C11orf67 is overexpressed in ER+ breast cancer cell lines, and as expected from being an

oncogene, has low expression levels in normal mammary epithelial cells. IHC was

conducted to evaluate C11orf67 expression in breast cancer specimens. High C11orf67

expression was mainly found in ER+/PR+ breast cancers compared to the normal breast

tissues or benign breast lesions.

More importantly, we demonstrated that silencing of C11orf67 expression in ER+ breast

cancer cell line by shRNA resulted in a significant decrease in the proliferation, colony

formation, in vitro migration, and in vivo tumourigenic potential of breast cancer cells.
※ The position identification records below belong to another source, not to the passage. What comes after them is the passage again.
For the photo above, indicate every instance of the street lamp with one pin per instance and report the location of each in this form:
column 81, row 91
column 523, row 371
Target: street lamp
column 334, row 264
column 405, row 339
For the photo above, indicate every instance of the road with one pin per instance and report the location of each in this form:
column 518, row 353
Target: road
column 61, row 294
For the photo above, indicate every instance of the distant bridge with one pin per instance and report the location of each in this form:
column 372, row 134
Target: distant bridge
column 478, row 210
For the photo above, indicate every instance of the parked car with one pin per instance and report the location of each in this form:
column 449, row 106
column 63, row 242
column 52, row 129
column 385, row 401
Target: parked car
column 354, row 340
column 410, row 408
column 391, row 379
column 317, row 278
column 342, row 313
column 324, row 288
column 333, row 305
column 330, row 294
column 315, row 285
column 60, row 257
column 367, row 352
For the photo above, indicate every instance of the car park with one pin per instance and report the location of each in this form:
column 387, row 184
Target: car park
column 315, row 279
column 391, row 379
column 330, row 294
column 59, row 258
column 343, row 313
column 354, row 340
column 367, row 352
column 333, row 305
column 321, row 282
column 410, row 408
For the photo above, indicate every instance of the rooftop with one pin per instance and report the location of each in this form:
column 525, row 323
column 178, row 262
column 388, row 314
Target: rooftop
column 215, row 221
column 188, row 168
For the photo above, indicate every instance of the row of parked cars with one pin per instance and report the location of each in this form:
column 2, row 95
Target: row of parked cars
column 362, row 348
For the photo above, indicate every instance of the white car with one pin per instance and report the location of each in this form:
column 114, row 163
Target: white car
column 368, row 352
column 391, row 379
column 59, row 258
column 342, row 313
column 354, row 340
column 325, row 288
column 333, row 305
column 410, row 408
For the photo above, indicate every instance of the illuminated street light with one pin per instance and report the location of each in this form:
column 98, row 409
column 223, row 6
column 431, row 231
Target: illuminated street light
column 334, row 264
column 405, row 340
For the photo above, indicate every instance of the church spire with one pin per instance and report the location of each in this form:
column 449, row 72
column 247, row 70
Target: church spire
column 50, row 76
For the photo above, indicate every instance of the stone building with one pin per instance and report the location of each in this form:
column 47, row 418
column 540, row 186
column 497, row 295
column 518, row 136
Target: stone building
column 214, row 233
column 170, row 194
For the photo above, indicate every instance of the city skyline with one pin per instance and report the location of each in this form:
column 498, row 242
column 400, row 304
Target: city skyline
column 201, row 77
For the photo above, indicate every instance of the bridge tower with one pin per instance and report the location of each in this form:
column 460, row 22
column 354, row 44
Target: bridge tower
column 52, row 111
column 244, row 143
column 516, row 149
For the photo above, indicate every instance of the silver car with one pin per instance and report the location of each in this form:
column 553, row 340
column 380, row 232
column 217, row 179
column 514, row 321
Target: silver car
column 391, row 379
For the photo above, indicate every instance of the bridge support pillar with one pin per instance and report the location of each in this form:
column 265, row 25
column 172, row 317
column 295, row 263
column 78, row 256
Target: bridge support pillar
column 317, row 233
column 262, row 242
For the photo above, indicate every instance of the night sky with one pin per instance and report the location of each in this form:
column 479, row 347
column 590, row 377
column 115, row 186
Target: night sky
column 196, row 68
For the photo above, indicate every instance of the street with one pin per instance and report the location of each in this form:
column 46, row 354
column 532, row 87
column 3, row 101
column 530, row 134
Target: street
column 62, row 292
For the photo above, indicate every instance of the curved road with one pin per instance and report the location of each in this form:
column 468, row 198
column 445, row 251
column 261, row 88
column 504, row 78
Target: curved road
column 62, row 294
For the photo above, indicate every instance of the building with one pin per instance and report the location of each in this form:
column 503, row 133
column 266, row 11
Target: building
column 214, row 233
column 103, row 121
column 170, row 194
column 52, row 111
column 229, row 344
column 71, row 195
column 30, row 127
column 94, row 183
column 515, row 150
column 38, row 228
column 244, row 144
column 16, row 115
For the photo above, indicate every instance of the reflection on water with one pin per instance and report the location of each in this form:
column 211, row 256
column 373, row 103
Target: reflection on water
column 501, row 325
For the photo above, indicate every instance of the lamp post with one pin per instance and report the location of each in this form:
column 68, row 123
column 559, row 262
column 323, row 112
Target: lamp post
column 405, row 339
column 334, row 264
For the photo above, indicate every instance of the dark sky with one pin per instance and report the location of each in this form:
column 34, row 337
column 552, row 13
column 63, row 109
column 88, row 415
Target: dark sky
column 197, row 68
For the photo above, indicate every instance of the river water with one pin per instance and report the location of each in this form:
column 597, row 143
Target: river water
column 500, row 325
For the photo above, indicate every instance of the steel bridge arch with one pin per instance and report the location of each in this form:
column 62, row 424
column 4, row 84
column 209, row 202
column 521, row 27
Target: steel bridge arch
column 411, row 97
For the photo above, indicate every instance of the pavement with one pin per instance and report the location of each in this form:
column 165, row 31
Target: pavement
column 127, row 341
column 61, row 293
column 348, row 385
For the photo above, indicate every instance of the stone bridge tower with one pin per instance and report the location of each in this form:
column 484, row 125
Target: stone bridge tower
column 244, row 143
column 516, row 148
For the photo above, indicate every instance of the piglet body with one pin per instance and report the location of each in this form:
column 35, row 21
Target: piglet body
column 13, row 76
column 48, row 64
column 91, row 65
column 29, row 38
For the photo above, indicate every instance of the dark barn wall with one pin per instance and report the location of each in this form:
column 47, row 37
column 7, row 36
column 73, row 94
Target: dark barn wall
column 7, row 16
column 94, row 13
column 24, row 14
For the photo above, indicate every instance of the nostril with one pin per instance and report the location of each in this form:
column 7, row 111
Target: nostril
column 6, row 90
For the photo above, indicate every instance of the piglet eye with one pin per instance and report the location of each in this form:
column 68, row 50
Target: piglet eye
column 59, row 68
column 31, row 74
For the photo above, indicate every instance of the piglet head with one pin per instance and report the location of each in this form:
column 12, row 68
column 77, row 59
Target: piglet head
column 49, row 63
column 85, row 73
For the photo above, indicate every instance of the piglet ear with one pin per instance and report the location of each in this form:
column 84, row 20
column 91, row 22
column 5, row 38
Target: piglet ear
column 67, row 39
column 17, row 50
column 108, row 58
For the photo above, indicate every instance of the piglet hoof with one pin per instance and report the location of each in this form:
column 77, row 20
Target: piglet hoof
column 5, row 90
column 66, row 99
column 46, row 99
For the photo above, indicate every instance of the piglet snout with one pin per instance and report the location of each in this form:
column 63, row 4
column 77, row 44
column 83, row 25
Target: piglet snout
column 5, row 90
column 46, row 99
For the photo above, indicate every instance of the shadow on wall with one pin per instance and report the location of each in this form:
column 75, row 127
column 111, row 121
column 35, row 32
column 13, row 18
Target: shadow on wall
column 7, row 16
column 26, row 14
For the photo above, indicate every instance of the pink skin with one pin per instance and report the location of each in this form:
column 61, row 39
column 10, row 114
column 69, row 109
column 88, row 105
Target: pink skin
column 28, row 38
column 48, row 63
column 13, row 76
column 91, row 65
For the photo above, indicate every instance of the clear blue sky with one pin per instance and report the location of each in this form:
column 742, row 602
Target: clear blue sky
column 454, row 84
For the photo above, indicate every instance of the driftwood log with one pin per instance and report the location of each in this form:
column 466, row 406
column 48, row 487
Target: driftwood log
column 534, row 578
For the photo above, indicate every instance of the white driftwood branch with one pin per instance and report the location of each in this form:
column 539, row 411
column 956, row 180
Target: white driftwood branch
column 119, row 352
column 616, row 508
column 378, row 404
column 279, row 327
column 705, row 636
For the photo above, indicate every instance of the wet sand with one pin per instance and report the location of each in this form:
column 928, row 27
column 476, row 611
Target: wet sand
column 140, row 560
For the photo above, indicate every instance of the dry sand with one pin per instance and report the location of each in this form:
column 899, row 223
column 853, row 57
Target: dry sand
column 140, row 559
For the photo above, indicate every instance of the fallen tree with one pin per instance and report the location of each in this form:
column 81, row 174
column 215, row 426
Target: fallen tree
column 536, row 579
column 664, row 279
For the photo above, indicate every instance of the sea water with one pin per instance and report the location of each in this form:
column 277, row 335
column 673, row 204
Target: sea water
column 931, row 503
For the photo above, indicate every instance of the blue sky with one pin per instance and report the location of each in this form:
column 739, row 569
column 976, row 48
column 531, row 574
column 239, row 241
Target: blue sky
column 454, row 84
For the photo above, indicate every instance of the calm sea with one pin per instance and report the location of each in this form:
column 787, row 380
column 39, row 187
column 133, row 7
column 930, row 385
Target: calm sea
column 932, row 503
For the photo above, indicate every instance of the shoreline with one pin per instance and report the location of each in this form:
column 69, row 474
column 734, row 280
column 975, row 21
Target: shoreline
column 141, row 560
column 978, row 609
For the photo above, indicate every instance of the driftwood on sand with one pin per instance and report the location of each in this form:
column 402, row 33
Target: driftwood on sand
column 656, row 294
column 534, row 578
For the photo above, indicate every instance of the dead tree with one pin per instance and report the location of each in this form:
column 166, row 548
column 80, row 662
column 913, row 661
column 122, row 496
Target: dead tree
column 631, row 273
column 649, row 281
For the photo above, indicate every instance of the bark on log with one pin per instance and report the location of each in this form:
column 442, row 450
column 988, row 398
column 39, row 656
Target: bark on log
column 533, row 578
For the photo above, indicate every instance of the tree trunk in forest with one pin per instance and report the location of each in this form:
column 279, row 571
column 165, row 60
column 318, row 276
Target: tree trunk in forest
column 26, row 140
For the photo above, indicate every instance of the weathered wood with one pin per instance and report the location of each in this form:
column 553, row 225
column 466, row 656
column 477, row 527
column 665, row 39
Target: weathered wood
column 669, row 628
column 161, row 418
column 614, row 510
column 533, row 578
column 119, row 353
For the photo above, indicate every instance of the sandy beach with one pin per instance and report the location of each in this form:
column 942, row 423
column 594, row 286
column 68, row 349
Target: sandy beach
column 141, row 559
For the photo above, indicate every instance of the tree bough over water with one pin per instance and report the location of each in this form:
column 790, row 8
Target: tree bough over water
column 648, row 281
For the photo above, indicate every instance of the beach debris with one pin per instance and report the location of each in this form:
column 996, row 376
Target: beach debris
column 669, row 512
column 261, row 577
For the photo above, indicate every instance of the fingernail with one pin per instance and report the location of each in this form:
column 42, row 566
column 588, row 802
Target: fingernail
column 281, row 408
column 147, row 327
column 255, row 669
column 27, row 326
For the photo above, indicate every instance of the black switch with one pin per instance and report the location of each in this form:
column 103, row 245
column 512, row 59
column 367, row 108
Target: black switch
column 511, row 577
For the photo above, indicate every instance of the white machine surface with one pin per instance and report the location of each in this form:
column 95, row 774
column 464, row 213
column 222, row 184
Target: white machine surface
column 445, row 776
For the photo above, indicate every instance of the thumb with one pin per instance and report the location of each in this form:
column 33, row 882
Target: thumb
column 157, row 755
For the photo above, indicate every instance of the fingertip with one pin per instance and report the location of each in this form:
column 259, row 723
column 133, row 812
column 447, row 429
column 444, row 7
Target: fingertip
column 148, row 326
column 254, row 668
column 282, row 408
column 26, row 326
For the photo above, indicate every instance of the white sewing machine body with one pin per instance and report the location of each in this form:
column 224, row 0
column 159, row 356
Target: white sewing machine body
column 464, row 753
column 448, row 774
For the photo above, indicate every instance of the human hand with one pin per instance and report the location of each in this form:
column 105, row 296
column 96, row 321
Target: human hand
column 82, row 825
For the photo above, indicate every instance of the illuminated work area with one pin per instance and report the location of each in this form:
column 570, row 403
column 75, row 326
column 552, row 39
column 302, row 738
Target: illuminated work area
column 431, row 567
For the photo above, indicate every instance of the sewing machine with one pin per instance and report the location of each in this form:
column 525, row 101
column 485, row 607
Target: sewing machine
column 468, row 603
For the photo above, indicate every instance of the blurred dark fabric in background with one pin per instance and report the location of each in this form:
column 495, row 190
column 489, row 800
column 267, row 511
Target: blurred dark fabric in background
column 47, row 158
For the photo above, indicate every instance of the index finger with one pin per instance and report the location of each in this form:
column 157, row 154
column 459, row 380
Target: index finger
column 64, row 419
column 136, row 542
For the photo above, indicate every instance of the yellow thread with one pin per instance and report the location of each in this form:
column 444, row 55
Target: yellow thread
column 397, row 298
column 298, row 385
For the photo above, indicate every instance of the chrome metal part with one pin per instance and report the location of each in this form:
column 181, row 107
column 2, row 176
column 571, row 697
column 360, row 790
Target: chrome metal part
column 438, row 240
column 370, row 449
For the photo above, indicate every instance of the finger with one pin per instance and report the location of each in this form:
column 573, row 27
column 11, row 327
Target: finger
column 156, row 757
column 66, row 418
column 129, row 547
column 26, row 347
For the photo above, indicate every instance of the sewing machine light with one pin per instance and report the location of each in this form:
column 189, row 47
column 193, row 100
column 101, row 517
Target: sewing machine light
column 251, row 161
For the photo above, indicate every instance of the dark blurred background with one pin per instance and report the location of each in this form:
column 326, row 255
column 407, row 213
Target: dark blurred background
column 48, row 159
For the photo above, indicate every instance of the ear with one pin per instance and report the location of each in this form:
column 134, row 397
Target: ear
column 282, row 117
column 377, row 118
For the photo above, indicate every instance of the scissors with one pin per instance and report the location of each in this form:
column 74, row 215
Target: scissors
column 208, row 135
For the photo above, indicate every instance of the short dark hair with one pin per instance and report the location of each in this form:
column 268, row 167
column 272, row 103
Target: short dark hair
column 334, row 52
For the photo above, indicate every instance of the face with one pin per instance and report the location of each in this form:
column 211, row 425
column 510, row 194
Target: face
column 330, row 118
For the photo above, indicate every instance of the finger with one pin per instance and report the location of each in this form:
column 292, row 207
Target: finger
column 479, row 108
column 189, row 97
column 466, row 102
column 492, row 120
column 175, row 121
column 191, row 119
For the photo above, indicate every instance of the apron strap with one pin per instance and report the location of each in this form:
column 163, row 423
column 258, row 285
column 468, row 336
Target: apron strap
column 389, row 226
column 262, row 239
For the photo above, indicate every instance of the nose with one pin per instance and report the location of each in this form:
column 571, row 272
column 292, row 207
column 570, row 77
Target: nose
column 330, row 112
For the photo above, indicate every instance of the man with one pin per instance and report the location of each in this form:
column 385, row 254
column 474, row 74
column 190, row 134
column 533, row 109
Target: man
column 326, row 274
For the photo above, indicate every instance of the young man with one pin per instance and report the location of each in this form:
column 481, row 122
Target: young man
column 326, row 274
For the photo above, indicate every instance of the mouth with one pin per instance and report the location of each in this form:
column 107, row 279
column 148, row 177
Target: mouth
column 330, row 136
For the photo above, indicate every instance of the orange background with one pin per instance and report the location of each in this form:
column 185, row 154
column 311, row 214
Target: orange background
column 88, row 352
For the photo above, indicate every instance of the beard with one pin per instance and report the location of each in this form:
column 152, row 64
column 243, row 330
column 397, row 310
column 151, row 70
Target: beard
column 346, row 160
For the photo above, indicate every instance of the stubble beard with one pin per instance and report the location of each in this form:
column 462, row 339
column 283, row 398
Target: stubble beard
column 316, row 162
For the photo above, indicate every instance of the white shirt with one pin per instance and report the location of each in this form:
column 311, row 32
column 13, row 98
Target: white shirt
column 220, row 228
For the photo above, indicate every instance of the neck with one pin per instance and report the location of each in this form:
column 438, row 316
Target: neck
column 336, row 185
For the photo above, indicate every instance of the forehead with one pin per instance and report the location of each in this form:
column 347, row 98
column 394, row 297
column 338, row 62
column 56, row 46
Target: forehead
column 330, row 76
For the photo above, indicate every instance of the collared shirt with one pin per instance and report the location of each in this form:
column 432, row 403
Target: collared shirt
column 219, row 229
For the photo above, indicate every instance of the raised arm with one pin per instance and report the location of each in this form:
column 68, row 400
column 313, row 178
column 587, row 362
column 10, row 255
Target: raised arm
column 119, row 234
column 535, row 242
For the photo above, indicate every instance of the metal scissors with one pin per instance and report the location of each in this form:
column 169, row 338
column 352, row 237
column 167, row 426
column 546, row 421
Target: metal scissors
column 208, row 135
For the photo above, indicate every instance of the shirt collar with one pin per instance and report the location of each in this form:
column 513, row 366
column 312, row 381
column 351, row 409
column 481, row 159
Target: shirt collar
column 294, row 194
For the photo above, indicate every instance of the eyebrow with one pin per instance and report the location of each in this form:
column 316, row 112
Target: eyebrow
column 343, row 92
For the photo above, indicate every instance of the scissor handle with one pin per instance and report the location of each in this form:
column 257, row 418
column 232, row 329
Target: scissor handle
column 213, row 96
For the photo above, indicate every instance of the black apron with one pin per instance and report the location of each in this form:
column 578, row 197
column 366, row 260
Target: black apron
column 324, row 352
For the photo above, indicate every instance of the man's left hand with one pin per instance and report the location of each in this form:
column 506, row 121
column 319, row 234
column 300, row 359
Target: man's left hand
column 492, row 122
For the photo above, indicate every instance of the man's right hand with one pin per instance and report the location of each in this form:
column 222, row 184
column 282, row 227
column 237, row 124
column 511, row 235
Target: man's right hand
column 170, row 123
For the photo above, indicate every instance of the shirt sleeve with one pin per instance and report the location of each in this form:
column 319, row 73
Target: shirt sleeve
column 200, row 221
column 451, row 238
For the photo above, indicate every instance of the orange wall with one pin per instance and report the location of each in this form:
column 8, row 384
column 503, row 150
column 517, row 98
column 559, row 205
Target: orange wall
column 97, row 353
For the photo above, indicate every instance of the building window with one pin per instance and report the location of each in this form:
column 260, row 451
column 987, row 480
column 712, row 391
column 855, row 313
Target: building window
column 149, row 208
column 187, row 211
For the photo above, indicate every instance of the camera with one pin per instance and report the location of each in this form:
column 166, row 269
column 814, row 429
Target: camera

Further supporting a causative role of C11orf67 in breast carcinogenesis, we showed that

C11orf67 depletion resulted in cellular senescence, which was evident by positive

staining of the β-gal assay.

C11orf67 is a potential therapeutic target in tamoxifen resistant breast tumours

ER+ breast cancers comprise 70% of all breast cancer cases, and these tumours exhibit a

relatively better prognosis than the ER- breast cancers. However, 30% of ER+ cases show

resistance to hormonal therapy and overall poor outcome (Goldhirsch et al., 2011).

Accordingly, the ER status is not the only factor that controls hormonal responsiveness.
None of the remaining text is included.